The great advantages of doing graphical interfaces this way would be that: (A) they would be entirely platform-independent; (B) They would run as well on remote user machines as on the local host; (C) The number of people who can do web development is much greater than that of the people who know how to do GUI development, so it will be easier to get people to contribute.

Scons tools

August 21, 2005 Systems No comments

Several new Scons features are added to help in the development:

  • In the project SConstruct files, it is possible now to use the full name of a program (i.e. “sfwindow”) as well as the abbreviated name (i.e. “window”). Using the full name is handy when copying and pasting from or to the command line. Using the abbreviated (no-prefix) name saves some typing. Thanks to LIPS for the suggestion!
  • A new rule “scons result.flip” runs “xtpen Fig/result.vpl /locked/figures/result.vpl” to flip between the new and locked figure. This is useful when detecting changes.
  • If you run “scons program.test” from RSF/book directory (i.e. “scons sfwindow.test”), it will visit all project directories where the program is used and run “scons test” in them. This is useful for “unit testing” – making sure that the program passes all tests when modified.

Matlab interface

August 5, 2005 Systems No comments

The Matlab interface to RSF is now completed. See an example in the RSF API guide.

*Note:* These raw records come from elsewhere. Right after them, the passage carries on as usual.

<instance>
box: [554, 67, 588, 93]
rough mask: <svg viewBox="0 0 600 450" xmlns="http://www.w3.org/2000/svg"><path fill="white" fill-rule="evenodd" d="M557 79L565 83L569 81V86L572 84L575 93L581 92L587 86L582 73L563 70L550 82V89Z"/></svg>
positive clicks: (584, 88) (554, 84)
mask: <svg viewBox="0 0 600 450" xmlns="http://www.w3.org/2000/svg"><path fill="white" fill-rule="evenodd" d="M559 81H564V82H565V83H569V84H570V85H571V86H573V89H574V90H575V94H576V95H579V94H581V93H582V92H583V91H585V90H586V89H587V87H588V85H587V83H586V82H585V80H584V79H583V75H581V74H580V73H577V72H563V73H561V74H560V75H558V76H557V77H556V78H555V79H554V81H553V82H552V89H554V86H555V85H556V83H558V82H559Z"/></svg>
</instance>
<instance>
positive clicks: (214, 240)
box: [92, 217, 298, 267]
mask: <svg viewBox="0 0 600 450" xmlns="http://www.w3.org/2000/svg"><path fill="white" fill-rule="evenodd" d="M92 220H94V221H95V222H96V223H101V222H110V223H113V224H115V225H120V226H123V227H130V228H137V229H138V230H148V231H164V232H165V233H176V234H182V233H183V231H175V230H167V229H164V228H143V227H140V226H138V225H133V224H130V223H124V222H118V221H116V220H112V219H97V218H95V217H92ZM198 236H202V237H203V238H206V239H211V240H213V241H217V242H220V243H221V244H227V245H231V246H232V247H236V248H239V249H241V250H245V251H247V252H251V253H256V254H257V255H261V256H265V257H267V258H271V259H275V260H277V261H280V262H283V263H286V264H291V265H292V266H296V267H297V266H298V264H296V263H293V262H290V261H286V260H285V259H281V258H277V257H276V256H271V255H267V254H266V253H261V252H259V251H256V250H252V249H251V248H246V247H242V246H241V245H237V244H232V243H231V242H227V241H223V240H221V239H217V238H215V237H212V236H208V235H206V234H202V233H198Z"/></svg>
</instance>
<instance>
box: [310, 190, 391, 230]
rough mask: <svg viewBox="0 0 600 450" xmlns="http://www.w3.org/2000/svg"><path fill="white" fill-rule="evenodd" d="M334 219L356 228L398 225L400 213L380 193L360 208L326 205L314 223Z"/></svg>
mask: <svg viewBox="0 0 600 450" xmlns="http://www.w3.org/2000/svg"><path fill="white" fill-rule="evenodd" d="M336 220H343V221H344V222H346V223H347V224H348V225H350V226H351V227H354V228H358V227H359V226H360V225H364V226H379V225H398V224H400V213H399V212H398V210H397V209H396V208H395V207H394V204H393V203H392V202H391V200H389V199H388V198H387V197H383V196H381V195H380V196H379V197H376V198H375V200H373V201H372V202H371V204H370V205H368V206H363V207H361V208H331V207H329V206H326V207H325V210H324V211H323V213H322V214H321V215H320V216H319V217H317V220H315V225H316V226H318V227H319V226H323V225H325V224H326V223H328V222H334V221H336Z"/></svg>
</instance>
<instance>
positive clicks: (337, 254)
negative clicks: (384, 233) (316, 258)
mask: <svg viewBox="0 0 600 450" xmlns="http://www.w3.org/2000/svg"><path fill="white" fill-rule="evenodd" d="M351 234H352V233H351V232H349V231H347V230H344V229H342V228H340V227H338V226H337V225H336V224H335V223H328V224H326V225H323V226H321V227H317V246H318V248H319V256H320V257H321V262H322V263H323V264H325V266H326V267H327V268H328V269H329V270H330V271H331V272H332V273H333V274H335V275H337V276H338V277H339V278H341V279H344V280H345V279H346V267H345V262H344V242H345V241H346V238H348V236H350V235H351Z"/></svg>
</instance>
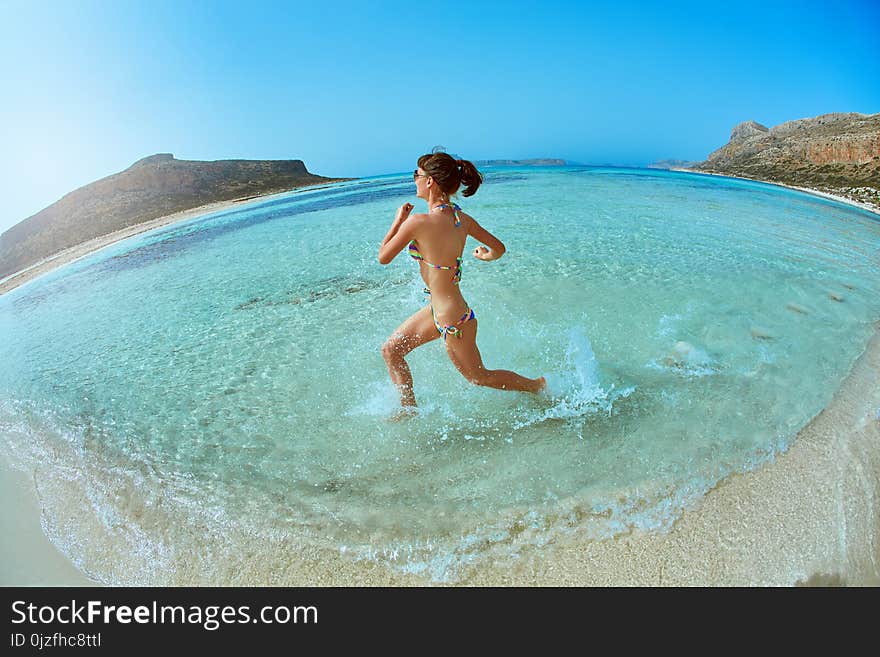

rsfbook is dead, long live rsffigs

July 29, 2005 Systems No comments

The rsfbook repository was getting too big with large figures and movies and that created a lot of difficulties. In a major reorganization effort, we have moved the human-edited part of the books (LaTeX and SConstruct files) under /rsf/book and created a separate repository rsffigs just for figures.
Checkout the figure repository as follows:
svn co http://egl.beg.utexas.edu/svn/rsffigs $RSFROOT/figs.
You can also use a different path and set the RSFFIGS environmental variable. The usual scons test and scons lock commands should work.